Whole Wheat Banana Bread Muffins with Toasted Coconut


I always end up with a few really ripe bananas left over from the week. Banana bread is the perfect solution! I use 100 Days of Real Food’s recipe. If you haven’t checked out their site and are looking to eat more real foods, you definitely should!

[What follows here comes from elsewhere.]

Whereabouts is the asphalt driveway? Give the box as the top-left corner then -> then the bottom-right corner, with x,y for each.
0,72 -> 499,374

  • 2 1/4 c. whole wheat flour
  • 3/4 tsp. baking soda
  • 1/4 tsp. salt
  • 3 ripe bananas, mashed
  • 1/3 c. oil (I use coconut oil like the original recipe calls for)
  • 1/4 c. plain greek yogurt
  • 1/4 c. honey
  • 2 eggs
  • 1 tsp. pure vanilla extract

1. In a large bowl, mix together the flour, baking soda, and salt

2. In a smaller bowl, mix together the mashed bananas, yogurt, honey, eggs, oil, and vanilla.

3. Make a small well into the dry ingredients and pour the wet ingredients into the dry and mix lightly.

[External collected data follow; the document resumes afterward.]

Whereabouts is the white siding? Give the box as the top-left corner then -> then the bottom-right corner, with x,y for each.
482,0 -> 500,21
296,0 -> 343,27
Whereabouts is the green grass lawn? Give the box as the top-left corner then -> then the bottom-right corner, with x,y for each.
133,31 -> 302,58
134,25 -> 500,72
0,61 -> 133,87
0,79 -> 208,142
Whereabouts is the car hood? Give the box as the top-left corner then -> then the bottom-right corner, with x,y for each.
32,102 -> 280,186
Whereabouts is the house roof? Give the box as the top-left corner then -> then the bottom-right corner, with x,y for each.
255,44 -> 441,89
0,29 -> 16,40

4. You can add in walnuts or pecans or even chocolate chips!

5. Bake at 350º for about 20 minutes for regular sized muffins, about 10 minutes for mini muffins, and about 40-45 minutes for a loaf pan. I sprinkled a little organic unsweetened shredded coconut on the tops of my mini muffins before baking.

6. Enjoy a healthy whole wheat sugar free treat!


This recipe makes enough for 24 mini muffins plus 6 regular muffins, OR 18 regular muffins, OR 1 regular sized loaf.


It was absolutely necessary that I eat one. Stat.